Despite the arrest of around 160 members, including several senior leaders, since 2019, JI continues to recruit and operate in Indonesia through its network of schools and charitable foundations.

"JI also continues to grow its revenue streams through its legitimate businesses and by undertaking fund-raising appeals under the guise of humanitarian efforts directed towards the Covid-19 pandemic and overseas conflicts," said the ISD.

JI is reported to have sent recruits to receive combat training from Al-Qaeda-affiliated militant groups in Syria, and some of them have since returned to Indonesia to impart their paramilitary skills to fellow JI members, noted the department.

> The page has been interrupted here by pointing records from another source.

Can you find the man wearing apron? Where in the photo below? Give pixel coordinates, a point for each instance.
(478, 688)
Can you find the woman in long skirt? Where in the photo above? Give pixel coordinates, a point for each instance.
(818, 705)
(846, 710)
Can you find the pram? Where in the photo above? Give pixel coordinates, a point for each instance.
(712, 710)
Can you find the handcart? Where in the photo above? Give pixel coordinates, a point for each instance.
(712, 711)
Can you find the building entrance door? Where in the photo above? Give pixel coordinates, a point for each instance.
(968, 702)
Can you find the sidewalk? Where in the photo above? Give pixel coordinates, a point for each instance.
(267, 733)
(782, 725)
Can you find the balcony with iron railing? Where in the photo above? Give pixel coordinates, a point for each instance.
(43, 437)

Indonesian authorities have reportedly disrupted two separate attack plots by JI-linked militant cells in 2020 and 2021, which included Indonesian Chinese workers and businesses among their targets. Such developments suggest that JI is rebuilding its military capabilities and may resume terrorist violence in Indonesia.

The recent release of high-profile JI operatives over the past two years - Malaysian Yazid Sufaat and Indonesian Abu Bakar Bashir - could also rally regional JI supporters, said the ISD.

Far-right extremism

Far-right extremism is an emerging threat, said the ISD, which called it the fastest growing threat in some Western countries.

The movement of this brand of radical behaviour, which espouses racial supremacy, anti-Islam and anti-immigration ideas, is diverse.

The department pointed out its groups can range from neo-Nazis, anti-immigrant or Islamophobic groups and ultra-nationalists. They could also include conspiracy theorists and the so-called "involuntarily celibate" or incel movement.

Far-right extremist groups have reportedly become more organised and are capable of mounting attacks. Their threat of violence also comes from lone actors like Brenton Tarrant, who staged the March 2019 Christchurch mosque shootings that killed more than 50 people.

The ISD noted that a growing number of far-right radicalisation cases overseas have involved young people recruited through social media and video gaming platforms.

Although such extremism does not have significant traction in this region, its broader messages of ethno-religious chauvinism and anti-immigration nativism have found resonance with some hardline groups here.

"Such narratives could deepen societal fault-lines and even inspire individuals to mount acts of violence against members of other communities," said the ISD.

It also warned of how such violence could provoke retaliatory attacks from Islamist terrorist groups, as seen in the aftermath of the Christchurch mosque shootings where Islamist terror groups threatened to conduct revenge attacks against Christians and Western targets.